The McVay hernia repair has been around for over 50 years. In a McVay hernia repair, the surgeon sews the muscle on one side of the hernia opening to the Cooper’s ligament in order to close the inguinal floor.

This method was used to repair a femoral hernia before the existence of mesh.

Shouldice Technique

The Shouldice hernia repair was developed by Canadian Dr. Edward Earle Shouldice during World War II. The hospital that the doctor founded in Toronto, Canada still specializes in the Shouldice Technique.

The procedure is performed under local anesthesia and involves placing tension on muscle tissue around the hernia. The Shouldice technique uses steel wires and results in a four-layer repair.

The rate of hernia recurrence for the Shouldice repair has been found to be equal or at times better compared to a hernia mesh repair.

In fact, a 2016 study that compared hernia patients who were implanted with the surgical mesh to have their hernias fixed to those patients who had a hernia repair with the Shouldice method.

The study found that the rate of recurrence for mesh repair patients was at 5 percent, while the incidence of recurrence for Shouldice patients was at about 1.15 percent.

Can Hernia Be Treated With Medication?

Sadly, there are no medications that can directly cure a hernia. Surgery to repair a hernia remain the only definitive treatment for it. If a hernia is left untreated, it can potentially become a medical emergency.

In some cases, the doctor may prescribe medications to treat symptoms that can worsen a hernia. For instance, a doctor may recommend medications to reduce chronic coughing, which can strain or worsen a groin hernia.
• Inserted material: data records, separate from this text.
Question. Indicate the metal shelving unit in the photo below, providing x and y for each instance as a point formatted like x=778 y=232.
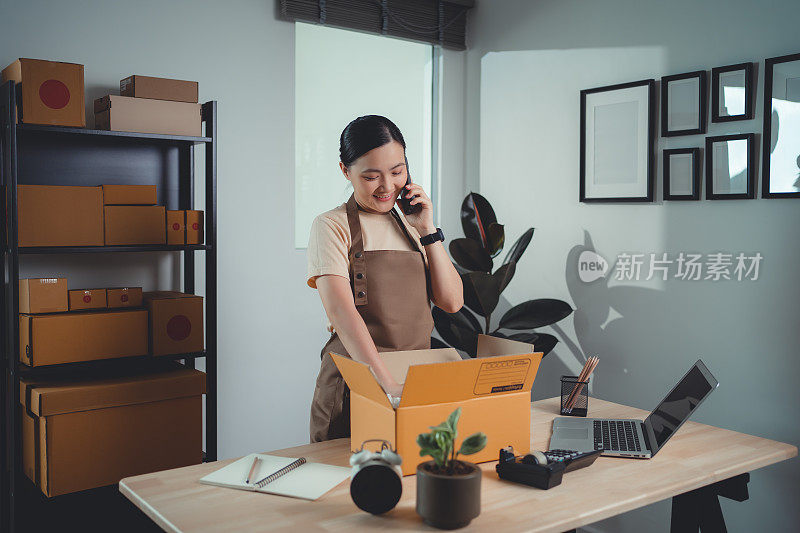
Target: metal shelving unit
x=54 y=155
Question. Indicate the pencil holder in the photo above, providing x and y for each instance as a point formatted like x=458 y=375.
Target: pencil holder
x=576 y=393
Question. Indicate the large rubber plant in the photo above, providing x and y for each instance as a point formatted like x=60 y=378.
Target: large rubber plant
x=475 y=258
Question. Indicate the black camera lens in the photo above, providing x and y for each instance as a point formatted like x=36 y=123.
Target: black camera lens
x=376 y=488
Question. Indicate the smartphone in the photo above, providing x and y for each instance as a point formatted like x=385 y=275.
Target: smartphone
x=405 y=203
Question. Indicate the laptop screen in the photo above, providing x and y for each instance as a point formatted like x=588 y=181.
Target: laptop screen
x=679 y=404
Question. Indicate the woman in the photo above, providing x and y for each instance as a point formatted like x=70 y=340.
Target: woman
x=376 y=270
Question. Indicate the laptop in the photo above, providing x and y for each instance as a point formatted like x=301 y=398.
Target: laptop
x=637 y=438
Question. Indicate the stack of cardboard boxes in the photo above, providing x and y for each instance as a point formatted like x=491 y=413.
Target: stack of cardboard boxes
x=55 y=215
x=95 y=425
x=151 y=105
x=52 y=93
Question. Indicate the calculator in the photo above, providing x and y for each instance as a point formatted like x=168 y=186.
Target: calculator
x=572 y=459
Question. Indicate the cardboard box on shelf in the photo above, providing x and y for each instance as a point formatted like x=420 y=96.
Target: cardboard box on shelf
x=51 y=91
x=57 y=215
x=129 y=195
x=83 y=299
x=194 y=227
x=159 y=88
x=176 y=227
x=134 y=224
x=176 y=322
x=75 y=337
x=124 y=297
x=493 y=391
x=43 y=295
x=144 y=115
x=82 y=434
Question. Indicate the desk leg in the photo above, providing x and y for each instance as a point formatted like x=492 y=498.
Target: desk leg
x=700 y=509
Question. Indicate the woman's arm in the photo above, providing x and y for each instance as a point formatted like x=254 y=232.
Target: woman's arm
x=337 y=298
x=448 y=291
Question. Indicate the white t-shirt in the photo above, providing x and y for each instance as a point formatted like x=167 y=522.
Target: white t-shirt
x=329 y=243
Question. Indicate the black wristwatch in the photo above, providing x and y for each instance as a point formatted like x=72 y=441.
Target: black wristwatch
x=432 y=238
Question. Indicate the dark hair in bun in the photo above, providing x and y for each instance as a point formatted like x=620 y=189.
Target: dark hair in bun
x=367 y=133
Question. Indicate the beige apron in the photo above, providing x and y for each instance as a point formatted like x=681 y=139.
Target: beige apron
x=391 y=291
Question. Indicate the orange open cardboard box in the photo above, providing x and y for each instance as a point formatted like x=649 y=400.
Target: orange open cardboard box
x=493 y=391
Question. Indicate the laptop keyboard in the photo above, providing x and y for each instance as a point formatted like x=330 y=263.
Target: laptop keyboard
x=616 y=435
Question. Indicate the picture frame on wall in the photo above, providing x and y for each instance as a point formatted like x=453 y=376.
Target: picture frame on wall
x=683 y=104
x=732 y=93
x=681 y=174
x=730 y=167
x=781 y=142
x=617 y=140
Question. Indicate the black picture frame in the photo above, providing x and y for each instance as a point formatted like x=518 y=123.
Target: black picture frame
x=702 y=100
x=696 y=155
x=751 y=167
x=749 y=97
x=766 y=171
x=650 y=84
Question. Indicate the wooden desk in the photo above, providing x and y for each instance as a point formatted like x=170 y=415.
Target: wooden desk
x=698 y=455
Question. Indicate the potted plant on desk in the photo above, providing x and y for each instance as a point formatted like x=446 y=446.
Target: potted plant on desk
x=448 y=490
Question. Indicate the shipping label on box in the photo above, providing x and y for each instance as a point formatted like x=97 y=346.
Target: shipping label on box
x=134 y=224
x=56 y=215
x=43 y=295
x=176 y=322
x=124 y=297
x=194 y=227
x=493 y=392
x=82 y=299
x=51 y=92
x=176 y=227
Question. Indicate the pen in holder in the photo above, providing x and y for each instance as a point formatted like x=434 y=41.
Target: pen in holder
x=574 y=396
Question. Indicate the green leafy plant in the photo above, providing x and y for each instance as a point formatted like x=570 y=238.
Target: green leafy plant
x=474 y=257
x=440 y=443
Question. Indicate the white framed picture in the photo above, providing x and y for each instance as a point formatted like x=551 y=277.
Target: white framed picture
x=732 y=93
x=730 y=168
x=683 y=104
x=617 y=139
x=682 y=174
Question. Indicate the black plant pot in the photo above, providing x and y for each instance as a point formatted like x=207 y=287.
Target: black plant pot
x=448 y=501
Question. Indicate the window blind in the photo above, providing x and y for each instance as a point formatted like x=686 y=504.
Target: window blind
x=432 y=21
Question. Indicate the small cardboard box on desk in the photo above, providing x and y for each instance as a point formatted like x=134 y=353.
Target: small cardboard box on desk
x=493 y=391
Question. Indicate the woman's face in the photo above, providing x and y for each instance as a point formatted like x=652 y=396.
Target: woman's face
x=378 y=177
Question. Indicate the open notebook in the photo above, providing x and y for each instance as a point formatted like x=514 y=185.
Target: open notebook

However, these medicines cannot cure a hernia and it could still get worse without proper treatment.

Mesh vs. No Mesh Hernia Repair

Are these surgical alternatives better than using surgical mesh for hernia surgery? The answer to that is still unclear as studies have conflicting findings when comparing hernia repair options.

For instance, alternatives to mesh repair have been known to have a lesser rate of later complications, including infections and organ damage. However, experts say that no mesh procedures can be complicated and may take a long time for doctors to successfully master.

Moreover, many hospitals and schools do not teach these surgical alternatives to hernia mesh anymore.

On the other hand, although the hernia mesh device is known to significantly reduce the length of the surgery and the amount of time a patient can recover, a wide array of complications and side effects is associated with defective hernia mesh products.

Some hernia mesh complications include nerve entrapment, bowel perforation, bowel obstruction, infection, abdominal pain, adhesions, a recurrent hernia, and a higher rate of revision surgery, which is a surgery performed to remove the mesh implant in patients who experience mesh-related complications.

A patient should carefully consider the differences between mesh and no mesh repair. You can talk to your doctor about your concerns as well as the potential risks and side effects of some hernia mesh products.

If you are concerned about suffering from hernia mesh failure, you can ask your doctor about surgical alternatives to mesh repair. There might be a good chance for you to have a pure tissue repair especially if your hernia is still mild or minor.

However, if you have received a mesh implant for your hernia repair surgery and are suffering from side effects, complications, or health problems, you should seek immediate medical attention.